Pattern-based fault classification.

3.4. Making a fault recognition decision

In addition to the given (observed) pattern Z and the constructed fault classification Z1, a classification technique (one of the chosen networks) is an integral part of a whole diagnostic process. To apply and test the classification techniques, a validation set Z2 is also created in the same way as set Z1. The difference between the sets consists in other random numbers that are generated within the same distributions.

3.5. Recognition accuracy estimation

It is of practical interest to know recognition accuracy averaged for each fault class and a whole engine. To this end, the classification technique is consequently applied to the patterns of set Z2 producing diagnoses dl. Since true fault classes Dj are also known, probabilities of correct diagnosis (true positive rates) P(d/jDj) can be calculated for all classes resulting in a probability vector P. A mean number P__ of these probabilities characterizes accuracy of engine diagnosis by the applied technique. In this chapter, the probability P__ is employed as a criterion to compare the techniques described in Section 2.

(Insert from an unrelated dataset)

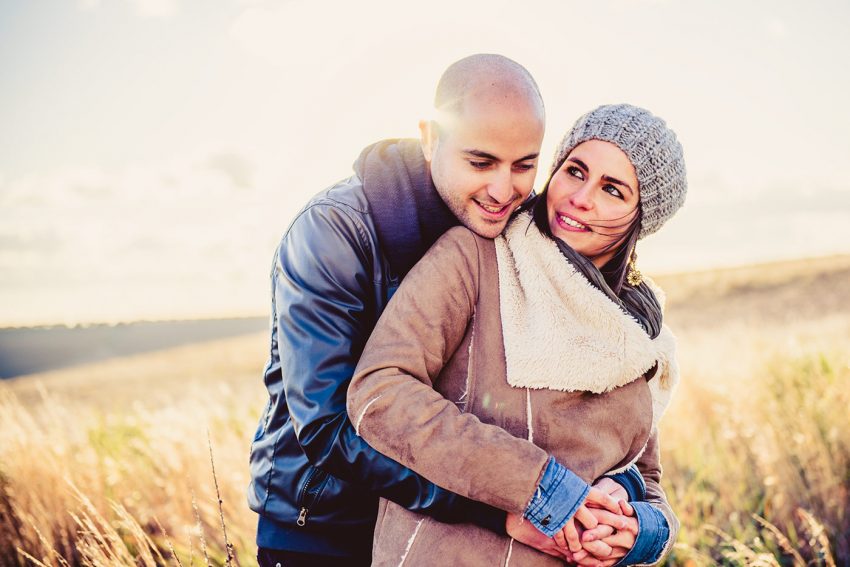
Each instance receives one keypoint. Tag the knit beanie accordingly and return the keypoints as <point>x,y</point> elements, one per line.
<point>652,148</point>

4. Optimization of the neural networks-based diagnostic process

The structure and efficiency of a diagnostic algorithm depend on many factors and the options that can be chosen for each factor. The classification of these factors and options is given in Figure 6 , where the factors are shown in the first line. On the basis of accumulated knowledge and experience, every research center (even a single researcher) chooses an appropriate option for each factor and develops its own diagnostic algorithm. To be optimal, this algorithm should take into account all peculiarities of a given engine, its application, and other diagnostic conditions. Thus, it is not likely that the algorithm be optimal for other engines and applications. As a result, every monitoring system needs an appropriate diagnostic algorithm.

Figure 6.

Factors that influence structure and efficiency of gas path diagnostic algorithms.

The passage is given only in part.